Charles Watson from HR and employment relations service Workforce Guardian sheds some light on the gig economy and how it affects hospitality businesses.
History never repeats
Many businesses in the hospitality industry are signed up to food delivery platforms such as Menulog, Deliveroo and Foodora. This digital disruption has grown enormously and only set to increase, however, with new platforms comes new problems. Those platforms have based their business models on hiring ‘freelance’ couriers to deliver your tasty creations whereby employee entitlements don’t apply. Such assumptions are now being questioned and legally tested. As any outcomes of this testing will affect your business, we provide an overview of the current proceedings and what they could mean for your business.
Some historical context
Back in 2001, a landmark High Court decision found a Sydney bicycle courier who knocked down a pedestrian was an employee of the courier company, not an independent contractor, in part because he wore the company’s uniform, was not providing skilled labour and could not bargain with the company over remuneration. At the time when the decision was delivered, it was felt by some that the High Court found its way to that conclusion because of the injured party and that someone’s insurance was going to cover those injuries.
Since that decision, the “gig economy” is a thing now. The term “freelancer” is now used to refer to individuals working under a range of “service providers” particularly in the food service delivery area. There has been debate on the employment status of these individuals for several years and I wonder what the High Court might think of the situation now? Well the legal proceedings and the momentum are building so it’s probably only a matter of time.

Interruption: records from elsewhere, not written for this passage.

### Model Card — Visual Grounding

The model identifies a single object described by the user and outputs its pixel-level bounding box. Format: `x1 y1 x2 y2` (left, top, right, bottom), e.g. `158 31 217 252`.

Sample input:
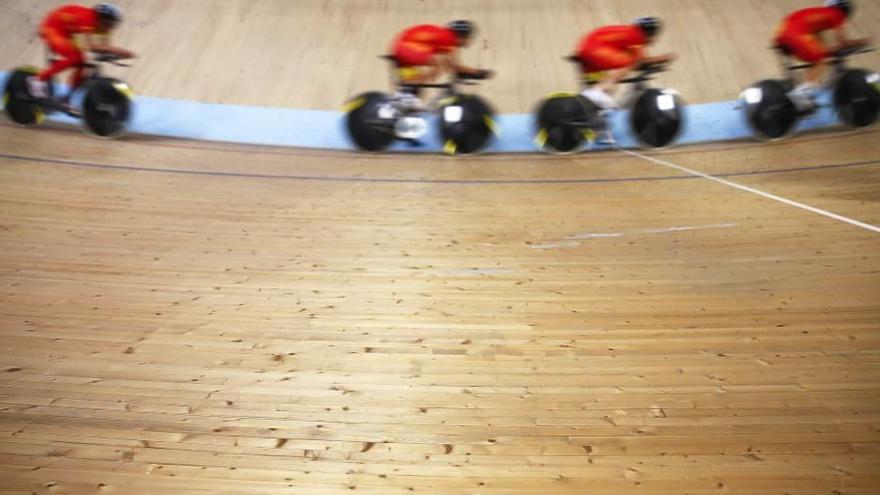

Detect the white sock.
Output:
791 81 819 96
581 88 618 110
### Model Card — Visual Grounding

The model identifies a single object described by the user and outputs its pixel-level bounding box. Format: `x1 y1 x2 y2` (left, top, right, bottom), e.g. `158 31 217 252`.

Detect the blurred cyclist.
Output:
774 0 870 104
28 3 134 101
575 17 675 110
391 21 492 108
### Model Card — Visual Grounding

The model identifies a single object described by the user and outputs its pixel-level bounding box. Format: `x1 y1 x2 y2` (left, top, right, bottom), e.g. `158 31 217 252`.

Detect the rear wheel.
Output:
742 79 798 140
834 69 880 127
630 89 685 148
535 93 598 153
82 78 132 138
3 67 54 126
345 91 396 151
439 95 497 155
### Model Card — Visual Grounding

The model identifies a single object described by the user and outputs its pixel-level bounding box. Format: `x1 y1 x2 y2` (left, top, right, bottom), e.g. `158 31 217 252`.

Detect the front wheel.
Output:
741 79 798 141
439 95 497 155
3 67 54 126
345 91 396 152
630 89 685 148
834 69 880 127
535 93 599 154
82 78 132 138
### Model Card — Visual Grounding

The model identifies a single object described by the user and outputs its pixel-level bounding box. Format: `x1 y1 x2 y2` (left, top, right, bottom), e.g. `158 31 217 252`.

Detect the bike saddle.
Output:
636 62 669 75
455 69 493 81
772 43 791 57
379 55 400 67
831 45 874 59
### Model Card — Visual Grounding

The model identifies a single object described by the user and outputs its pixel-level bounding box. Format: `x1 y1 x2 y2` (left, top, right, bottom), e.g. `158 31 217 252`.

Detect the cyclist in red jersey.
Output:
391 21 485 84
576 17 675 110
28 3 134 102
391 20 492 111
774 0 870 98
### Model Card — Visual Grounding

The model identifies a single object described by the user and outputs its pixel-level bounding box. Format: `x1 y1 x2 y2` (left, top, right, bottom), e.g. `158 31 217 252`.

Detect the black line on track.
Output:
0 153 880 185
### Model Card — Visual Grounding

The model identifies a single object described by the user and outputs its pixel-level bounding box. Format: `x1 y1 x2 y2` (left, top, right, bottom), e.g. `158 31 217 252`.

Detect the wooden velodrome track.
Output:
0 0 880 495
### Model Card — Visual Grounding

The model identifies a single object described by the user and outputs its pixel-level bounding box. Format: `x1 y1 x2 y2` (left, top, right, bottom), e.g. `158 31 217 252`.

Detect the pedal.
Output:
394 117 428 141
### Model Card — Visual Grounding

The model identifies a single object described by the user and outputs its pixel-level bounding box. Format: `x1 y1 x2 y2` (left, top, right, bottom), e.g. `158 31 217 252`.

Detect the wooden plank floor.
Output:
6 0 880 113
0 125 880 495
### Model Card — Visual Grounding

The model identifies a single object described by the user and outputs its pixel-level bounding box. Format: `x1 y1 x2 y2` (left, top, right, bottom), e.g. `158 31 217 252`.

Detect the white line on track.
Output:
620 149 880 233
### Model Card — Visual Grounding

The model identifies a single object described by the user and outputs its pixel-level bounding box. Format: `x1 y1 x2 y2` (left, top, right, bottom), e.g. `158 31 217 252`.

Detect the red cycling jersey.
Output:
391 24 458 67
577 25 648 73
39 5 100 88
40 5 99 37
776 7 846 63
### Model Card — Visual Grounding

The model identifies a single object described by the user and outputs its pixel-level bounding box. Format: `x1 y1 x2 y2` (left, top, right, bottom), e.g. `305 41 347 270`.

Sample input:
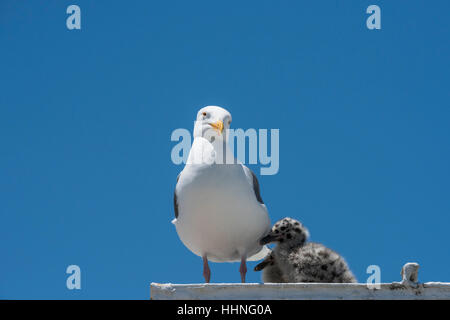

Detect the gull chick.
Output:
255 218 356 283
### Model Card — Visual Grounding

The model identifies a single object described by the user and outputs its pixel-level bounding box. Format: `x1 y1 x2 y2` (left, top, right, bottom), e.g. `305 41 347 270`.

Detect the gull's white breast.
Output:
174 164 270 262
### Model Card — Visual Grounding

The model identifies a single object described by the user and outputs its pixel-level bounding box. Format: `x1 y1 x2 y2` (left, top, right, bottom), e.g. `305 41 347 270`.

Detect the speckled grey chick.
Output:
255 218 356 283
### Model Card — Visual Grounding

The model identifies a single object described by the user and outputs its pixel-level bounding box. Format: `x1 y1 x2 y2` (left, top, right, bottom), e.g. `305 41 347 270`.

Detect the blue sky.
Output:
0 0 450 299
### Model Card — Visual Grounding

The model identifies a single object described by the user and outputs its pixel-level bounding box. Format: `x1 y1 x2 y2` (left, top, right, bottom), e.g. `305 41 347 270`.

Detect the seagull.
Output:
255 218 356 283
172 106 271 283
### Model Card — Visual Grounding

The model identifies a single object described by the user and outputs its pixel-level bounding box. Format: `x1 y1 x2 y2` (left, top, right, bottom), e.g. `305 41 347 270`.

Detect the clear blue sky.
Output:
0 0 450 299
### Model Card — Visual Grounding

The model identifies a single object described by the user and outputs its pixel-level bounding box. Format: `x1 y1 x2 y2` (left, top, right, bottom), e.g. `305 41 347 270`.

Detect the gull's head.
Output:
194 106 231 142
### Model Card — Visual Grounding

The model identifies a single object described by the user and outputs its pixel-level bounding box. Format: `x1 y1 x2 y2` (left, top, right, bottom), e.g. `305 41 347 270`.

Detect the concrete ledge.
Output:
150 282 450 300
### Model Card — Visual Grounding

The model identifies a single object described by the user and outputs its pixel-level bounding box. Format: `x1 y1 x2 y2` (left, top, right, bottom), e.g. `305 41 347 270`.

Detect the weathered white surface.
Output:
150 282 450 300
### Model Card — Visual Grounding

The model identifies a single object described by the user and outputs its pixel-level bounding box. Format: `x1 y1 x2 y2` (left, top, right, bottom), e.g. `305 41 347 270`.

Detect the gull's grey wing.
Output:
173 173 181 218
242 165 264 204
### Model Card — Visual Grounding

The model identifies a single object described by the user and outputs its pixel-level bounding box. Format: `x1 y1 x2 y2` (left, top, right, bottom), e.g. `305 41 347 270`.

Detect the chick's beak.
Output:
259 233 277 246
209 120 223 135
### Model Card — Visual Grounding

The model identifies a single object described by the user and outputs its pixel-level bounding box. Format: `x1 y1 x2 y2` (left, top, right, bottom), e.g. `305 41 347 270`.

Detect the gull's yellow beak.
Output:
209 120 223 135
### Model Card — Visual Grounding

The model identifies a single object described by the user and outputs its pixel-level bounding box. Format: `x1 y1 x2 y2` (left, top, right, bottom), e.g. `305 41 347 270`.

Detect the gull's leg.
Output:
203 254 211 283
239 256 247 283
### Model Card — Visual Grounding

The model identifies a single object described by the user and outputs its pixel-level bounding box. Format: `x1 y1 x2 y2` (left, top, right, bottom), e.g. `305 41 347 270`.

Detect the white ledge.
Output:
150 282 450 300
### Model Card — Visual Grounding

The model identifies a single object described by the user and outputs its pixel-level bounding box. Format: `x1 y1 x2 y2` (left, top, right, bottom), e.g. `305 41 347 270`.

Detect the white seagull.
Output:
172 106 270 282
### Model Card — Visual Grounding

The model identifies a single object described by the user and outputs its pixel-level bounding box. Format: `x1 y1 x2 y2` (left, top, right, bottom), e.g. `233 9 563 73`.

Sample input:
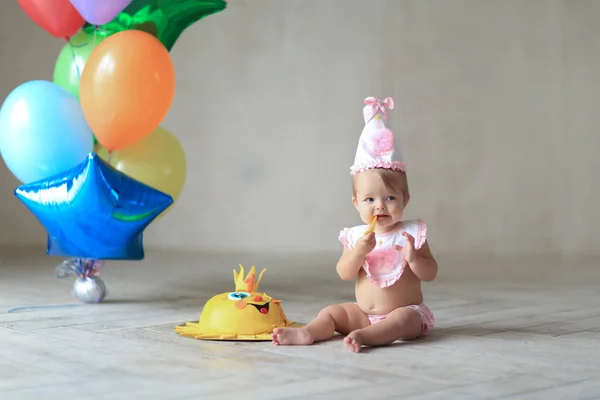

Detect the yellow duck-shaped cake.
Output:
175 264 295 340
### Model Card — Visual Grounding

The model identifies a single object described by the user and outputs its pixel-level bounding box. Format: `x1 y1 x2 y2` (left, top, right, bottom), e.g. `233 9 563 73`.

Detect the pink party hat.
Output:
350 97 406 175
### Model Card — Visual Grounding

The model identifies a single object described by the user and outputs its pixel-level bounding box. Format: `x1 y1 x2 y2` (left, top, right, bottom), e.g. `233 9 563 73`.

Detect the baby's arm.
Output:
335 246 366 281
408 241 438 282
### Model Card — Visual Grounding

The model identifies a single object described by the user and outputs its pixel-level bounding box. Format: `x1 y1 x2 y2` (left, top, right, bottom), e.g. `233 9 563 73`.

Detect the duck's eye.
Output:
227 292 250 300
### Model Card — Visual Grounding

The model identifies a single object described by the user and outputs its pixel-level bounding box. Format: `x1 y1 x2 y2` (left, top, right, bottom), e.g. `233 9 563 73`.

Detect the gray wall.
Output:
0 0 600 254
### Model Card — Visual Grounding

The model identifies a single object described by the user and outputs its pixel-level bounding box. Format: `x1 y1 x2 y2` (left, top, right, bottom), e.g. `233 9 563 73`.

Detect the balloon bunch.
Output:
0 0 226 302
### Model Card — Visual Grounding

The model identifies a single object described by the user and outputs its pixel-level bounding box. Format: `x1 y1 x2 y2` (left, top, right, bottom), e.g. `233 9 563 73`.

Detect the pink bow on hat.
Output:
365 97 394 114
363 96 394 123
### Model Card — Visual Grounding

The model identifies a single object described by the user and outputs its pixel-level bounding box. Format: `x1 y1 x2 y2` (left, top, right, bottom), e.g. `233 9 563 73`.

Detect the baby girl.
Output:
271 97 438 352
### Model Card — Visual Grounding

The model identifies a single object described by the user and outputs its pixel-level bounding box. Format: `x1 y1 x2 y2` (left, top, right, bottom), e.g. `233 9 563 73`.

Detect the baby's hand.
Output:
354 232 377 256
394 232 417 263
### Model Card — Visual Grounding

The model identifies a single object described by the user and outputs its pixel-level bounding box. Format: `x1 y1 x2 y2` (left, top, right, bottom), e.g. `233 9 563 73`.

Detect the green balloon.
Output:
83 0 227 51
53 31 107 99
53 31 107 145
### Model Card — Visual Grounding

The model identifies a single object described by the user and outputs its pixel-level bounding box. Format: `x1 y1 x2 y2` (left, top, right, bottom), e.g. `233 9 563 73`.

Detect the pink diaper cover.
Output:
367 303 435 336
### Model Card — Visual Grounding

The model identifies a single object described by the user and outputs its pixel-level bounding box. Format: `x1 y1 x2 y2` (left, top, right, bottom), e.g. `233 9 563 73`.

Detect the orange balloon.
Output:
79 30 175 151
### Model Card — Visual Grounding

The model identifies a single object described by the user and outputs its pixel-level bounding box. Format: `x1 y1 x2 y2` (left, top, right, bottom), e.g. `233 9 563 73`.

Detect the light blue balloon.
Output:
0 80 94 183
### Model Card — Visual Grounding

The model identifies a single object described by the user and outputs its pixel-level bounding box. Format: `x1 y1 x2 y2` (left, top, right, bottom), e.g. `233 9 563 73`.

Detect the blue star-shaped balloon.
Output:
15 153 173 260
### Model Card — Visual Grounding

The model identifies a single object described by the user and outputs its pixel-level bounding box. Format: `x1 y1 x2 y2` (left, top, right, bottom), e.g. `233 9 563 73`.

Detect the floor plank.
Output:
0 252 600 400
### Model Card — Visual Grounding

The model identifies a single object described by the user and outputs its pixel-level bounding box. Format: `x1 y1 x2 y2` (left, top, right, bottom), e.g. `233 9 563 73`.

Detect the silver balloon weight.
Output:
73 276 106 303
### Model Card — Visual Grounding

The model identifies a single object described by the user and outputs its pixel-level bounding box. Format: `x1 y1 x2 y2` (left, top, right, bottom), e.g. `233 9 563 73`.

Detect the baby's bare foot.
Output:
271 328 314 346
344 331 363 353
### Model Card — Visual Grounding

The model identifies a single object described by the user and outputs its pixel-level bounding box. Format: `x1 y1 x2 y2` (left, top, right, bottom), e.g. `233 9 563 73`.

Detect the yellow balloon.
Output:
96 126 187 216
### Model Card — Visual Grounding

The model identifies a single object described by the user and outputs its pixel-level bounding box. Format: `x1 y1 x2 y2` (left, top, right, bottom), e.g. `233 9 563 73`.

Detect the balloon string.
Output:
68 39 81 80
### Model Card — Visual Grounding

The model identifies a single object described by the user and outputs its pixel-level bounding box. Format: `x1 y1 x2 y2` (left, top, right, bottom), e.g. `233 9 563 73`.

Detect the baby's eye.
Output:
227 292 250 300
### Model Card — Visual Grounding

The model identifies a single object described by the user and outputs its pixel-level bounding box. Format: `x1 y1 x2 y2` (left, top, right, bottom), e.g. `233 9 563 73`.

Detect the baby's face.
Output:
352 170 405 233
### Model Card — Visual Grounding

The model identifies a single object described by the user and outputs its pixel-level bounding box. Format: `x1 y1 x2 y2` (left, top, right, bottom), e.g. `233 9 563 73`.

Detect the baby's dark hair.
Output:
352 168 410 201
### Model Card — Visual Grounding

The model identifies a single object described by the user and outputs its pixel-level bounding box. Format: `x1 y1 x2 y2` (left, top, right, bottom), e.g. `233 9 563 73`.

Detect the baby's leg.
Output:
344 307 423 353
271 303 369 345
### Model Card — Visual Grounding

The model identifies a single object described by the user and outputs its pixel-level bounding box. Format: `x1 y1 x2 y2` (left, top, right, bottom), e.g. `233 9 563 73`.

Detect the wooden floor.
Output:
0 252 600 400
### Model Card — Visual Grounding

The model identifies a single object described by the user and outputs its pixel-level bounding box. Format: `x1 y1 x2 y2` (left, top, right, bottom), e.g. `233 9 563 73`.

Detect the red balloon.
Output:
18 0 85 38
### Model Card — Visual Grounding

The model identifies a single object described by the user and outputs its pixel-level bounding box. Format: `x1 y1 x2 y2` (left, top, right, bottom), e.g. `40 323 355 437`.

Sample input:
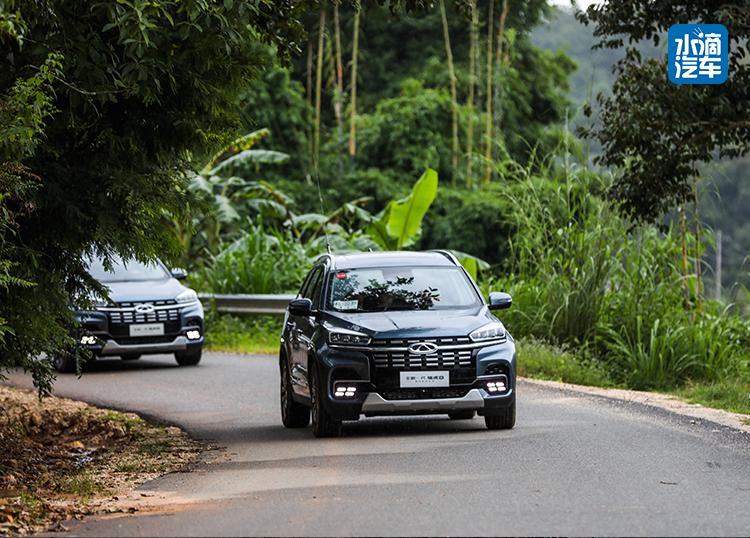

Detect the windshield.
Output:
89 254 170 282
327 267 481 312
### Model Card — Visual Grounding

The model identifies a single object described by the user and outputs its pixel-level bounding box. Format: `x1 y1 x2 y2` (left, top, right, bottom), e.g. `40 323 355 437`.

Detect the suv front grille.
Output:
370 336 477 388
371 336 473 370
107 308 180 325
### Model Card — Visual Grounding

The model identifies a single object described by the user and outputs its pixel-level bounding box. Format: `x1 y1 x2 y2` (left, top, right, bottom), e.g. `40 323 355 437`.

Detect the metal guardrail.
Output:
198 293 296 314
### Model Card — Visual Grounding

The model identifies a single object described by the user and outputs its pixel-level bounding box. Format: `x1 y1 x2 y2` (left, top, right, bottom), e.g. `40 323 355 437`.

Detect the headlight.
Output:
328 331 370 346
175 289 198 304
469 322 506 342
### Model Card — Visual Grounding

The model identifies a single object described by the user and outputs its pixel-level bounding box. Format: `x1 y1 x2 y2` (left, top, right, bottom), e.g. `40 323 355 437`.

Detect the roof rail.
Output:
427 249 461 265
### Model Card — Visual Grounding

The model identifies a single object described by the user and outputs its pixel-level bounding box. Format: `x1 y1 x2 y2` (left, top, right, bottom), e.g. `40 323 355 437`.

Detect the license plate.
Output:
400 370 450 389
130 323 164 336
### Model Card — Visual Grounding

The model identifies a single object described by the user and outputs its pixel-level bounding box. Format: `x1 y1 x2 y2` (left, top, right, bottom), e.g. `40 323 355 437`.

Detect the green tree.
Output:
579 0 750 219
0 0 316 391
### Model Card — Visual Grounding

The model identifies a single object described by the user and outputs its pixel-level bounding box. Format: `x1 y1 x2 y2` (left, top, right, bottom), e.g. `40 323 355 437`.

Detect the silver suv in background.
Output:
54 258 204 372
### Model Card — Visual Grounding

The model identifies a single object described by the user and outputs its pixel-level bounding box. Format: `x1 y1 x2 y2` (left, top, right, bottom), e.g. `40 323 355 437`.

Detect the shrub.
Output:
193 222 310 293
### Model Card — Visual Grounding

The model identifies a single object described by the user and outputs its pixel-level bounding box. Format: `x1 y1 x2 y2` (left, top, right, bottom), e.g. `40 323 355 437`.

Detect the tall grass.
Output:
491 157 750 388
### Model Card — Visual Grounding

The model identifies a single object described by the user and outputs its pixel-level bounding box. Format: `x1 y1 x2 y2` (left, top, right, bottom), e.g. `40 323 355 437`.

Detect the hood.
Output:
103 278 187 303
324 306 497 338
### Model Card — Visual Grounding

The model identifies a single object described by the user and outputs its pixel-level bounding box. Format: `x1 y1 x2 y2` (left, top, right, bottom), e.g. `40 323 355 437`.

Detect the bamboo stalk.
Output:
693 176 703 310
440 0 459 185
680 206 690 308
333 0 344 147
466 0 479 188
307 40 315 166
484 0 495 183
313 3 326 172
349 9 361 157
492 0 508 170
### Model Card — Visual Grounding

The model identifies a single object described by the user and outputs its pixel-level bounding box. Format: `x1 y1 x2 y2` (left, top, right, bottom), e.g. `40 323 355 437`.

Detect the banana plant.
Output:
367 168 490 280
367 168 438 250
181 129 292 261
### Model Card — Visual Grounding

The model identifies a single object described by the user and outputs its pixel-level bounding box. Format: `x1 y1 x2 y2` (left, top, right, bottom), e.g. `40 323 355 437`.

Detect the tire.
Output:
174 348 203 366
279 358 310 428
484 400 516 430
310 360 341 437
52 353 76 374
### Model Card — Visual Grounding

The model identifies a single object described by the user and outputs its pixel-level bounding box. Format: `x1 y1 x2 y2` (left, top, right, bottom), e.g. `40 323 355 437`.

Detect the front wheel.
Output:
310 360 341 437
174 348 203 366
280 358 310 428
484 400 516 430
52 352 76 374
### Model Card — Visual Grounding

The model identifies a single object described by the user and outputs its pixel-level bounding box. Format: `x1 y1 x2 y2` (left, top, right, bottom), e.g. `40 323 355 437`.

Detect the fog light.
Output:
487 380 506 392
333 382 357 398
81 335 96 346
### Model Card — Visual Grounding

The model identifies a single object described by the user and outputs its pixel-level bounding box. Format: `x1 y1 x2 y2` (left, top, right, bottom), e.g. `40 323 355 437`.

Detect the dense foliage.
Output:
486 157 750 388
0 0 306 388
0 0 750 398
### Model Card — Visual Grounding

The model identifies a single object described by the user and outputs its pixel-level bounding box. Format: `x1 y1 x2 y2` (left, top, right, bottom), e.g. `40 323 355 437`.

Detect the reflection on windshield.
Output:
328 267 478 312
89 254 170 282
356 277 440 311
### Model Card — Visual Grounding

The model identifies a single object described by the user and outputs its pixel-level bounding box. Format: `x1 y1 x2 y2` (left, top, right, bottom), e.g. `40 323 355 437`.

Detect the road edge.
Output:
518 377 750 433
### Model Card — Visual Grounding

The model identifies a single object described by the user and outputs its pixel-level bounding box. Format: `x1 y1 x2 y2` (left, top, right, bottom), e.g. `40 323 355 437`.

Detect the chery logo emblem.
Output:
409 342 437 355
135 304 154 314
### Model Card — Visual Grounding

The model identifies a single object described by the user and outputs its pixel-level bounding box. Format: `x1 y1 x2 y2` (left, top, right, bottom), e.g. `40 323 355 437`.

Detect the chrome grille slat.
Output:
370 336 474 370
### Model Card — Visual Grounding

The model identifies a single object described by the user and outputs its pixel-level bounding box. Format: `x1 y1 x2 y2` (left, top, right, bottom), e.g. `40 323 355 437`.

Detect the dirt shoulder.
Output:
519 377 750 432
0 385 205 535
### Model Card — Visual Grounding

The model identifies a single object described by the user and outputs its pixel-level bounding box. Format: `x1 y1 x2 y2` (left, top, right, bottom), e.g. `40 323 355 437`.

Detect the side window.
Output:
311 269 325 309
297 268 315 299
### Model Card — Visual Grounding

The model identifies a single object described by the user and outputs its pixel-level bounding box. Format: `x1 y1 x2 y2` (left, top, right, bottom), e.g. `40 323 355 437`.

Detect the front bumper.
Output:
319 339 516 420
361 389 513 416
94 336 203 357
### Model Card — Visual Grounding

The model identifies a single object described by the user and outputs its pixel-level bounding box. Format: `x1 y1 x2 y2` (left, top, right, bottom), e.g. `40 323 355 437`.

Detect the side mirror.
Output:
488 291 513 310
287 299 313 316
170 267 187 280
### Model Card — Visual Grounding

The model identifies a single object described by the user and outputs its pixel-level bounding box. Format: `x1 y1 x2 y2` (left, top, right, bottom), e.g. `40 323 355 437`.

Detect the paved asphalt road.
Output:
12 353 750 536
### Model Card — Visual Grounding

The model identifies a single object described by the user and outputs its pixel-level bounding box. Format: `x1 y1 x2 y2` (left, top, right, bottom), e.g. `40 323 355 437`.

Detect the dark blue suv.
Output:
279 251 516 437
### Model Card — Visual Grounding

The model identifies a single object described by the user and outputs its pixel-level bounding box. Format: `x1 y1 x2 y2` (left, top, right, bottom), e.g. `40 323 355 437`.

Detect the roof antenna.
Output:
315 167 331 254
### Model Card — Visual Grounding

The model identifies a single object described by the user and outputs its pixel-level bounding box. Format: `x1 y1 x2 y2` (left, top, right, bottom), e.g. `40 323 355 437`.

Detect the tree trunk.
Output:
484 0 495 183
313 3 326 172
349 8 361 157
466 0 479 188
440 0 459 185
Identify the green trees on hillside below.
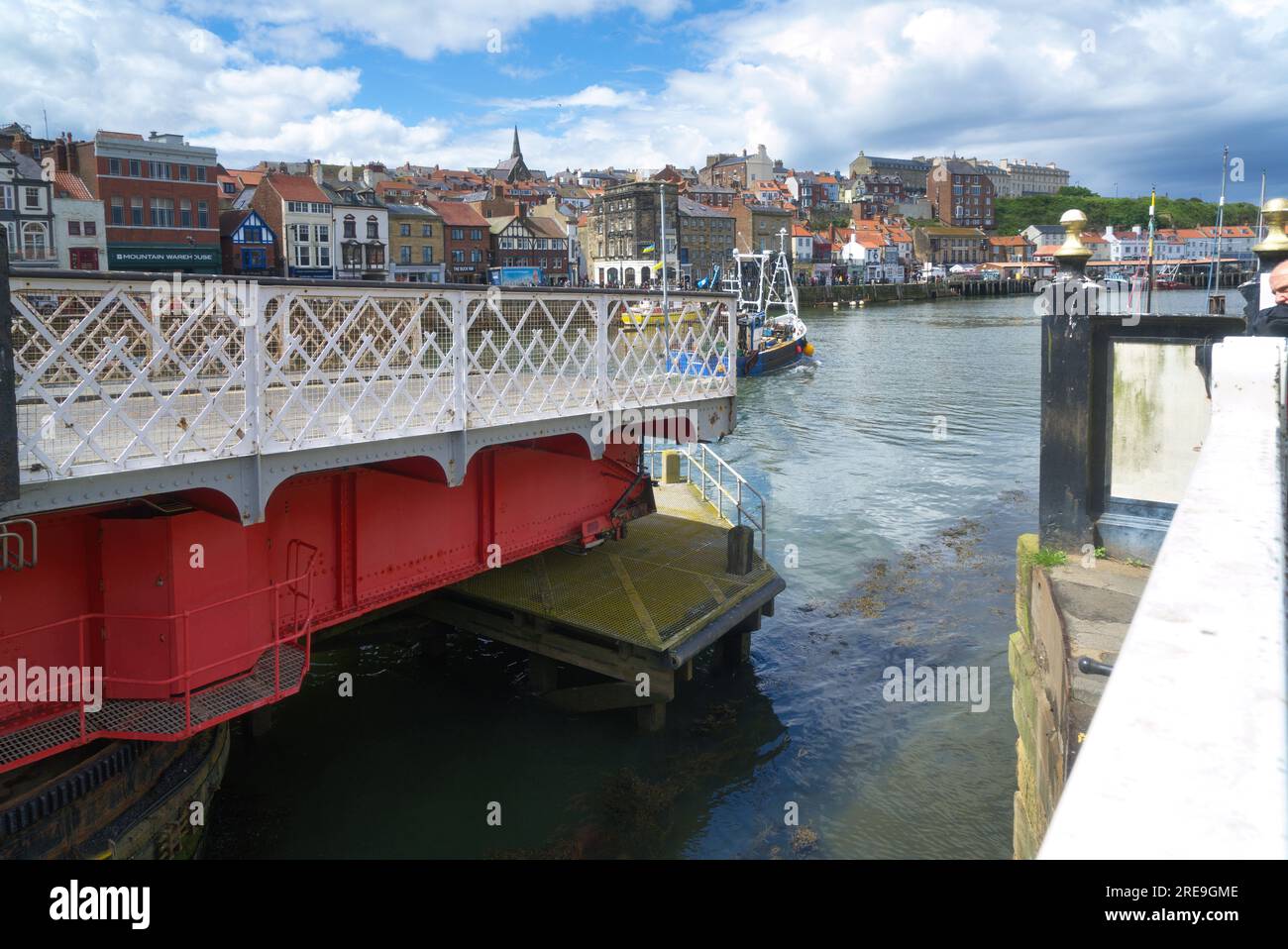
[997,186,1257,235]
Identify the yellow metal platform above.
[451,507,785,653]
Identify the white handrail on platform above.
[1039,338,1288,860]
[644,442,768,560]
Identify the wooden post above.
[1243,198,1288,334]
[528,653,559,695]
[1038,210,1098,550]
[0,241,18,503]
[725,524,756,577]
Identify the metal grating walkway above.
[451,514,777,652]
[0,645,306,769]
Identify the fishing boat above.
[724,231,814,376]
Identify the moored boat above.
[726,231,814,376]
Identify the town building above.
[988,235,1033,264]
[0,148,58,269]
[678,194,734,286]
[62,132,223,273]
[252,172,335,279]
[321,179,389,280]
[53,171,107,270]
[926,158,996,228]
[698,146,778,190]
[588,181,679,287]
[488,205,568,286]
[684,183,738,207]
[733,198,793,254]
[912,227,988,265]
[385,203,447,283]
[219,207,279,276]
[997,158,1069,197]
[850,151,930,194]
[429,201,492,283]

Views on the gig economy are varied
The Transport Workers Union (TWU) has long viewed these gig economy arrangements as sham contracts. In what may serve as a crucial test as to whether the Fair Work Act applies to workers in the gig economy, the TWU has thrown its support behind unfair dismissal claims by two food delivery riders. National secretary of the TWU Tony Sheldon said that the 2001 High Court decision was the reason his union continued to push to include bicycle couriers under the Road Transport Award. The TWU continue to organise in this space and push for change at both a legislative level and taking on related cases.
Another influencer in this area, the Fair Work Ombudsman, has confirmed they are investigating Uber over pay and conditions to determine whether the engagement of Uber drivers is compliant with federal workplace laws. On the issue of delivery riders, the Ombudsman’s office has previously said these riders should fall under the Road Transport and Distribution Award, under which a casual is paid at least $24 per hour, plus weekend penalties.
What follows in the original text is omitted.